The proposed rollback of home grow limits in Maine has some marijuana advocates crying foul.
Limiting the number of flowering plants grown at home for recreational use at three is half what Maine voters approved in November 2016, but it puts Maine squarely in the middle of the pack among those states that have legalized adult-use cannabis.
“We don’t want Maine to be out in front of other states on marijuana,” said Sen. Roger Katz, R-Augusta, the Senate chairman of the marijuana committee that overhauled the voter-approved law. “Colorado had problems with home grow and cut theirs, so we did, too.”
Like Maine, Colorado, Alaska and Washington, D.C., limit home growers to three mature plants. California and Massachusetts allow up to six, and Oregon caps it at four. Vermont will allow just two when it goes legal in July. Washington state forbids home grow altogether.
Nevada home-grow rules vary depending on where one lives. A home grower can have up to six plants at home for personal recreational use, but only if the person lives at least 25 miles away from one of its state-licensed retail marijuana shops.
If the Maine bill becomes law, it will roll back the only part of the Marijuana Legalization Act that went into effect after the vote. Lawmakers delayed the issuance of retail licenses, but residents have been able to grow up to six plants since Jan. 1, 2017.
If lawmakers override the promised gubernatorial veto, the law would give residents six months from implementation to shrink their grow from six flowering plants to three. In addition, they can possess 12 immature plants and an unlimited number of seedlings.
Bill supporters like Katz say that the three-plants rule offers Mainers the personal freedom to grow their own, but limits the risk of personal grow overages fueling black market sales. Colorado’s former marijuana czar, Andrew Freedman, warned Maine lawmakers about this risk last year.

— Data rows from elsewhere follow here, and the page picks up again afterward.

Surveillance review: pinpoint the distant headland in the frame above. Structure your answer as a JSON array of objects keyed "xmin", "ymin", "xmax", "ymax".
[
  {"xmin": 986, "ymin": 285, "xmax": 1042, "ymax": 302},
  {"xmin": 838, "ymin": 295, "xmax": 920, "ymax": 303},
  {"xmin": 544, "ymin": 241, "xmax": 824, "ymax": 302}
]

Like Maine, some states limit the number of recreational plants allowed in a household, or on a piece of property, to avoid big grows that can lead to black market sales. In some states, towns impose tougher limits – for example, some California towns ban outdoor grows.
How much marijuana can growers get from a plant? It varies from grower to grower, depending on skill, where and what they grow and the equipment. A first-time grower with a 200-watt lamp might get 1½ ounces per plant, while a veteran outdoor grower can get a pound.
That may sound like a lot, but advocates note that it’s not what voters approved at referendum. And since legalization, while people have been allowed to grow six flowering plants, Maine law enforcement has not complained about runaway home grows, they say.
“Self-reliance and sustainability are part of what Maine’s about,” said David Boyer, director of the state chapter of the Marijuana Policy Project. “I don’t see the issue with Mainers growing for themselves. We should not go back and recriminalize something we just made legal.”
Some recent high-profile marijuana arrests in Maine have been the result of diversion from the state’s medical cannabis program, not adult-use home growers, Boyer said. He worries a three-plant home grow limit might actually drive people to the black market, he said.
Boyer’s group has taken no position on the recreational bill, deeming it flawed but long overdue.
The reduction of home grow limits is one reason why Legalize Maine, the advocacy group that wrote the ballot-box law, opposes the pending adult-use bill. The group’s president, Paul McCarrier, called it a “slap in the face to Joe Six-Plant, and Joe is voting in November.”
The adult-use plant limit might help Maine’s medical marijuana community, however. The adult-use bill does not reduce medical home grows, which will stay at six mature plants, giving those who use the plant as medicine another reason to renew their medical card.